# Thinking of buying 2016 Rogue. Anything to know?



## neos (Nov 18, 2016)

We are seriously looking at the 2016 Rogue SV with the Technology package. Here in Canada, Nissan is offering some pretty interesting rebates that makes buying a new car attractive. Based on 3% markup over dealer invoice, it looks like the SV could be had for about 33K CAD, taxes included.

I've browsed the forum, and have noticed that many folks seem to have issues with vibration at ~1000RPM. Assuming that isn't a problem, what else do you guys have issues with? Is the CVT really that much of a problem?
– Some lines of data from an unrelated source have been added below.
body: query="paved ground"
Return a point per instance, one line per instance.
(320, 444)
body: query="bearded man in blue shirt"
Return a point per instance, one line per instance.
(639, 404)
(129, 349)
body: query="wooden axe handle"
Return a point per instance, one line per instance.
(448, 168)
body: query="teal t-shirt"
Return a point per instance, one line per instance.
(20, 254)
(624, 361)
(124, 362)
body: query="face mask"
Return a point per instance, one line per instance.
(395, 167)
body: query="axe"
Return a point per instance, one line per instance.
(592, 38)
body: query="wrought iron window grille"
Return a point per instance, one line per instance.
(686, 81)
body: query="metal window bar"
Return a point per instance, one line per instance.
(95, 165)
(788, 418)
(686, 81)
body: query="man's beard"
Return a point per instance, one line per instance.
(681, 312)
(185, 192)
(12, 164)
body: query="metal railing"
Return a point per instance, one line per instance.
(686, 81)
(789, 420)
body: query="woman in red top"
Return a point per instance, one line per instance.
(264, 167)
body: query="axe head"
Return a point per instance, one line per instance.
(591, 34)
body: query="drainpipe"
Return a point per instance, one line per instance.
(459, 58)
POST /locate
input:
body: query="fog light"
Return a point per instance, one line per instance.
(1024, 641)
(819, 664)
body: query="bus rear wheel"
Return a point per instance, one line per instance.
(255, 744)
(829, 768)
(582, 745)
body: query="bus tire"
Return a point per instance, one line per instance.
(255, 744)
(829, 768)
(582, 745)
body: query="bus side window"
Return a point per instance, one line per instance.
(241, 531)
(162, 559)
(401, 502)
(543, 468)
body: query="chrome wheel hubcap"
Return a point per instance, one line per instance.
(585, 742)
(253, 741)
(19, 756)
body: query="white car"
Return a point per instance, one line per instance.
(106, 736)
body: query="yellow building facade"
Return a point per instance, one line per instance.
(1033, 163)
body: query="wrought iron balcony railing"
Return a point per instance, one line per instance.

I'm open to other makes and models. Sorento seems to be the best-in-class pick but it's expensive and quite a large to park on the street.
I was also surprised to see how expensive the RAV4 can get once you add on all the goodies. Rogue seems like the better value, and has better styling.
CR-V isn't any cheaper either.2017 models arrive sometime next month but we can't wait that long.
Used luxury CUV's are still pricey, unless you're willing to settle for high mileage vehicles.

Musts:
3) Soft suspension
2) Good cargo space
3) Adequate safety features. The 360 degree camera seems to be a rarity at Rogue's price point.


----------



## quadraria10 (Jul 6, 2010)

If its an awd version that sounds like a good deal. If not I dont think its that spectacular a deal, but I may be completely off the mark. Also don't forget they are clearing them out to make way for the new 2017 version update that maybe you should price at the same time. The 2017 in 3 or 4 years time will have suffered less depreciation so keep that difference in mind. If you have a number of Nissan dealers in your area check the others out as well. 
PS key to soft suspension is sidewall on the tire. Of the options for tire and wheel size
225/65R17 102H	7Jx17 ET45	5x114.3
225/60R18	7Jx18 ET45	5x114.3
225/55R19 99V	7Jx19 ET45	5x114.3

The 17 inch rims will be most comfortable on rough roads, and the 19s will be quite harsh. If you can test drive versions with different size tire and rim packages, you will be surprised how different they will feel.


----------



## Ron in Texas (Jun 17, 2017)

Yes run away as fast as you can.


----------